Overall, a debt management program can be a good option for simplifying payments and negotiating better repayment terms. Just make sure you understand all the pros and cons before enrolling.


FAQs

  • What is a debt management plan?

    A debt management plan (DMP) is an agreement between you and your creditors that is coordinated through a credit counseling agency. The agency negotiates with your creditors to reduce interest rates and create a consolidated monthly payment.

  • How do I qualify for a DMP?

    To qualify for a DMP you'll need to meet with a credit counselor to review your financial situation. They will look at your income, expenses, and current debts to determine if a DMP is likely to benefit you. You'll need to have sufficient income to make the monthly DMP payments.

  • Are there fees to enroll in a DMP?

    Most credit counseling agencies charge enrollment fees that range from $0 to $75. There will also be a monthly fee, typically around $25-50 per month. Make sure to ask about all fees.
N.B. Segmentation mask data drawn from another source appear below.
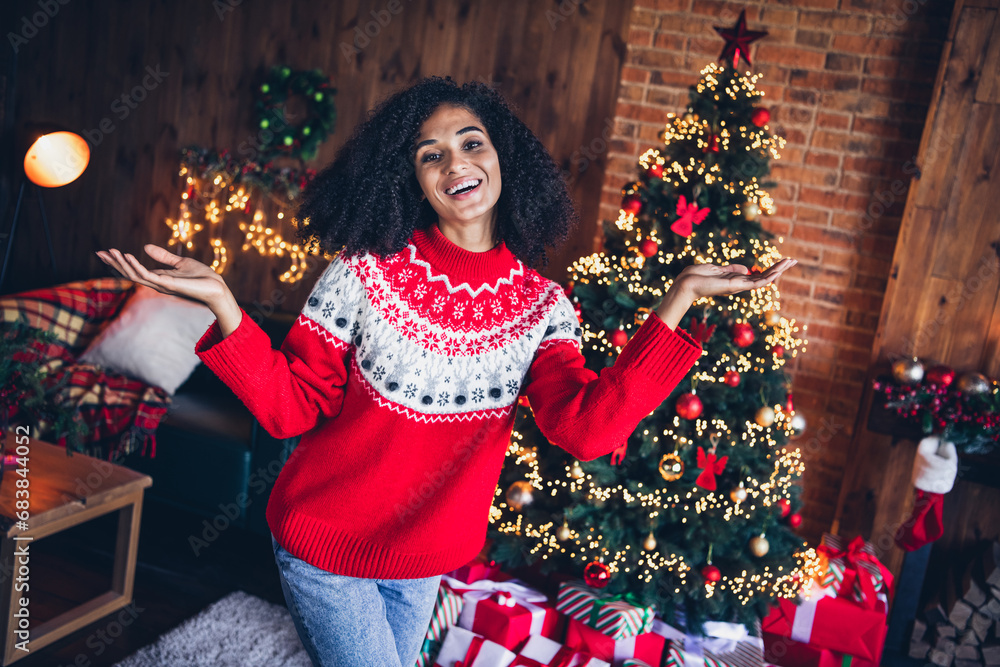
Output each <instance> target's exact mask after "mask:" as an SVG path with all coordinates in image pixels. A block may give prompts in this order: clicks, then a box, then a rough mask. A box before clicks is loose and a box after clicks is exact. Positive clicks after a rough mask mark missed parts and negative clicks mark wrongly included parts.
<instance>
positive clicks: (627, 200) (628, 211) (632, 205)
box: [622, 195, 642, 215]
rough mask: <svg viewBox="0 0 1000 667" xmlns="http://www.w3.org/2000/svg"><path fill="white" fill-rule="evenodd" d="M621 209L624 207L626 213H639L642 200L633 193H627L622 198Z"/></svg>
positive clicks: (635, 214) (631, 213)
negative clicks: (639, 198) (627, 193)
mask: <svg viewBox="0 0 1000 667" xmlns="http://www.w3.org/2000/svg"><path fill="white" fill-rule="evenodd" d="M622 209H624V210H625V212H626V213H631V214H632V215H639V211H641V210H642V200H641V199H639V198H638V197H637V196H635V195H628V196H626V197H625V198H624V199H622Z"/></svg>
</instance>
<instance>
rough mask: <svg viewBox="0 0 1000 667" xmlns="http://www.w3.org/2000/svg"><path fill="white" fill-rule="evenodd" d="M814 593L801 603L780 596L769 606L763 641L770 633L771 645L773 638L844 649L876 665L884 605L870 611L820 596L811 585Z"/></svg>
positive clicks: (838, 601)
mask: <svg viewBox="0 0 1000 667" xmlns="http://www.w3.org/2000/svg"><path fill="white" fill-rule="evenodd" d="M814 593H815V594H814V596H813V599H810V600H807V601H805V602H803V604H802V605H799V606H796V605H795V603H794V602H792V601H790V600H780V601H779V602H778V606H777V607H774V608H772V609H771V613H770V614H768V616H767V618H765V619H764V622H763V625H762V626H761V629H762V631H763V632H764V633H765V634H764V637H765V643H766V642H767V641H768V639H767V635H768V634H770V635H772V636H773V637H772V640H771V645H772V647H773V646H774V645H775V638H777V639H778V640H780V641H783V642H785V643H787V644H788V646H789V648H791V646H792V644H793V643H799V644H809V645H811V646H812V647H814V648H815V649H816V651H822V650H824V649H826V650H828V651H834V652H837V653H846V654H848V655H851V656H854V657H855V658H859V659H861V660H867V661H870V662H871V663H873V664H875V665H877V664H878V663H879V660H880V659H881V657H882V647H883V645H884V644H885V632H886V615H885V611H884V609H883V610H881V611H873V610H869V609H865V608H864V607H862V606H861V605H859V604H858V603H857V602H854V601H853V600H850V599H848V598H841V597H830V596H824V595H823V594H822V593H819V592H815V589H814ZM821 657H822V656H816V658H814V659H819V658H821ZM768 659H771V658H770V657H769V658H768ZM789 664H796V663H789ZM809 664H813V663H812V662H810V663H809ZM816 664H819V663H816ZM857 664H861V663H857Z"/></svg>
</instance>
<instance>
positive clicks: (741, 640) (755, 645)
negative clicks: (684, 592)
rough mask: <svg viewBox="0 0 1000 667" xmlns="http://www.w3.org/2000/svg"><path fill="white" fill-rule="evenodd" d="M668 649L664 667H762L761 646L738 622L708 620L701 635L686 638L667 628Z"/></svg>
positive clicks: (763, 657)
mask: <svg viewBox="0 0 1000 667" xmlns="http://www.w3.org/2000/svg"><path fill="white" fill-rule="evenodd" d="M668 628H669V630H670V633H669V636H670V646H669V647H668V649H667V657H666V660H664V663H663V664H664V665H665V666H666V667H702V665H707V666H709V667H761V666H762V665H763V664H764V643H763V641H762V640H761V639H760V638H759V637H753V636H751V635H750V633H749V632H748V631H747V629H746V627H745V626H743V625H742V624H740V623H721V622H717V621H708V622H705V623H703V624H702V626H701V630H702V632H703V633H704V634H702V635H697V636H695V635H685V634H684V633H683V632H681V631H680V630H677V629H675V628H672V627H669V626H668Z"/></svg>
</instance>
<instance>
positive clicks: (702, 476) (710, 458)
mask: <svg viewBox="0 0 1000 667" xmlns="http://www.w3.org/2000/svg"><path fill="white" fill-rule="evenodd" d="M728 460H729V457H728V456H720V457H718V458H716V456H715V452H709V453H708V454H706V453H705V450H704V449H702V448H701V447H699V448H698V467H699V468H704V470H702V471H701V474H700V475H698V479H696V480H695V481H694V483H695V484H697V485H698V486H700V487H701V488H703V489H705V490H707V491H715V488H716V487H715V476H716V475H720V474H722V471H723V470H724V469H725V467H726V461H728Z"/></svg>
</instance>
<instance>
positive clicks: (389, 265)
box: [300, 243, 582, 421]
mask: <svg viewBox="0 0 1000 667" xmlns="http://www.w3.org/2000/svg"><path fill="white" fill-rule="evenodd" d="M439 304H444V305H443V306H439ZM300 318H301V320H303V322H302V323H303V324H307V322H305V321H306V320H308V321H310V322H308V324H307V325H308V326H310V328H312V327H313V326H315V327H318V328H319V329H320V330H322V332H323V333H322V335H323V337H324V339H325V340H328V341H330V339H331V338H332V339H335V340H336V341H338V343H337V344H335V345H336V346H337V347H341V346H350V347H351V348H353V352H354V354H353V358H352V361H351V364H352V371H353V374H354V375H356V376H357V377H358V378H359V379H361V380H363V381H364V382H365V383H366V384H367V386H368V389H369V393H370V394H372V397H373V398H374V399H376V401H377V402H378V403H380V404H383V405H384V406H385V407H390V408H391V409H394V410H395V411H398V412H400V413H402V414H409V415H410V416H413V417H417V416H418V415H419V416H420V420H421V421H427V420H428V419H430V420H433V419H435V418H438V419H445V420H451V419H454V418H455V417H456V416H458V415H462V418H463V419H470V418H475V417H477V416H479V417H493V416H499V415H504V414H507V413H509V412H510V411H512V410H513V409H514V408H515V407H516V404H517V397H518V395H519V393H520V390H521V386H522V385H523V384H524V381H525V377H526V375H527V373H528V369H529V367H530V365H531V360H532V359H533V358H534V356H535V352H536V351H537V350H538V349H539V347H540V346H542V345H545V346H548V345H551V344H554V343H557V342H561V343H568V344H572V345H575V346H577V347H579V346H580V336H581V333H582V332H581V330H580V327H579V322H578V320H577V316H576V313H575V311H574V309H573V306H572V304H571V303H570V301H569V299H567V298H566V295H565V293H564V291H563V289H562V288H561V287H560V286H559V285H558V284H557V283H555V282H553V281H551V280H548V279H546V278H544V277H542V276H541V275H539V274H538V273H537V272H536V271H533V270H532V269H530V268H526V267H525V266H524V265H523V264H521V263H520V262H518V263H517V267H516V268H514V269H512V270H511V272H510V275H509V277H506V278H500V279H498V280H497V281H496V282H493V283H483V284H481V285H475V286H473V285H470V284H469V283H467V282H465V283H461V284H458V285H453V284H452V281H451V280H450V279H449V278H448V276H446V275H444V274H442V273H436V272H435V271H434V269H433V267H432V266H431V265H430V264H429V263H428V262H427V261H426V259H424V258H423V257H421V255H420V253H419V251H418V249H417V247H416V246H415V245H413V244H412V243H411V244H410V245H408V246H407V247H406V248H405V249H404V250H402V251H401V252H399V253H397V254H395V255H393V256H391V257H388V258H385V259H381V258H379V257H378V256H376V255H372V254H364V255H360V256H355V257H346V258H344V257H339V256H338V257H337V258H335V259H334V260H333V261H332V262H331V264H330V266H329V267H328V268H327V269H326V271H325V272H324V273H323V275H322V276H321V277H320V279H319V281H318V282H317V284H316V286H315V287H314V289H313V291H312V293H311V294H310V295H309V299H308V300H307V303H306V306H305V308H304V309H303V311H302V314H301V315H300ZM397 406H398V408H402V409H397Z"/></svg>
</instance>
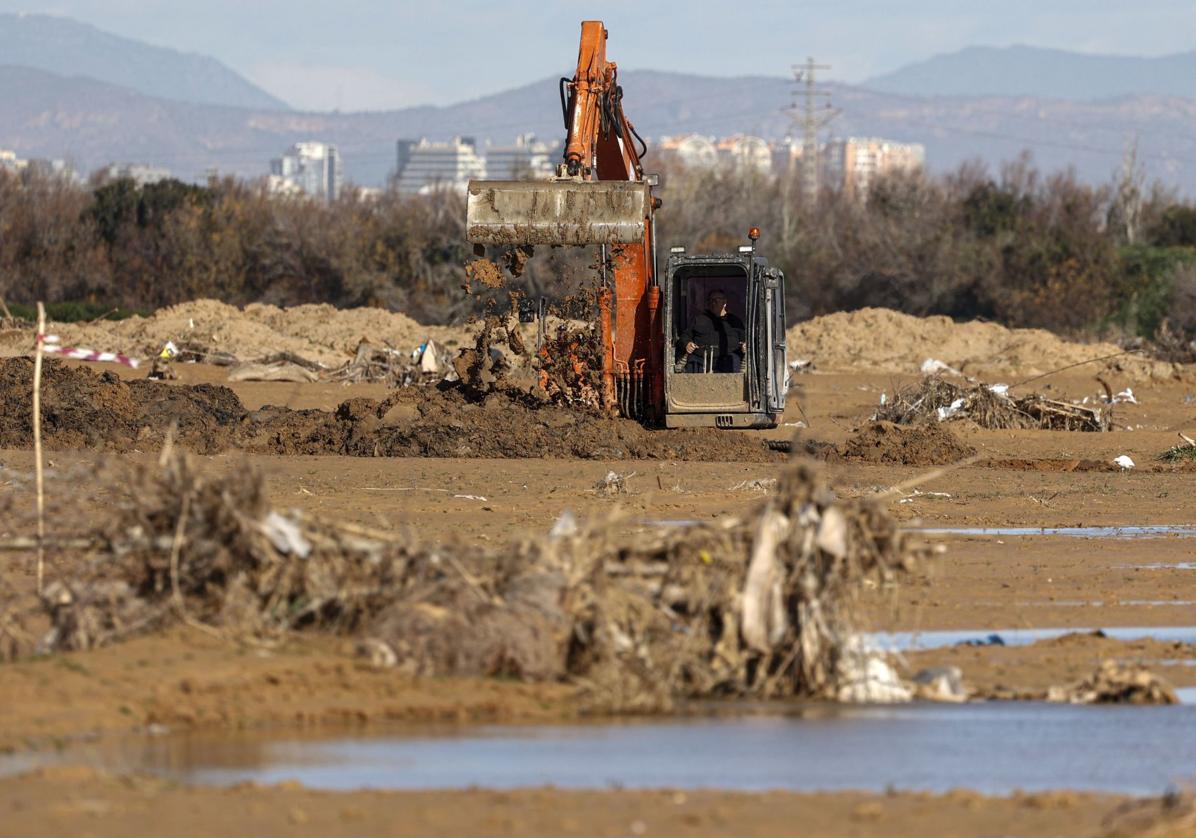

  • Will a DMP hurt my credit score?

    Your credit score will likely drop initially when accounts are closed to enter the DMP. However, over time as you make consistent DMP payments your score can start to improve. A DMP can help you pay off debt faster which helps your credit in the long run.

  • How long does a DMP last?

    Most DMPs last 3-5 years. The length depends on your financial situation and how much debt you have to pay off. Your counselor will help determine an appropriate timeframe when creating your DMP.

  • Can I get out of a DMP if I want to?

    Yes, you can cancel a DMP at any time if you decide it no longer fits your situation. Any accounts that were closed to enter the DMP would be reopened. You would resume paying your creditors directly.

Conclusion

Debt can easily spiral out of control, but there are ways to take control of your finances again. Carefully evaluate the root causes of your debt situation. Then, make a plan to address those causes which may involve budgeting, finding additional income sources, paying off high-interest debt first, or consolidating payments through a credit counseling agency. 


The road to becoming debt-free may be long, but taking it one step at a time will get you there. Stick to your plan, be disciplined, and don’t take on any new debt. For more comprehensive advice on navigating this journey, check out this helpful resource.


If you feel like you’ve tried it all on your own and need professional help, one of our professional and friendly counselors here at Pacific Debt can talk you through your options. Our consultations are free and it’s our goal to get you out of debt for less than you currently owe.


With commitment and smart money management, you can overcome debt and regain your financial freedom. Don’t wait - start today and invest in your financial future.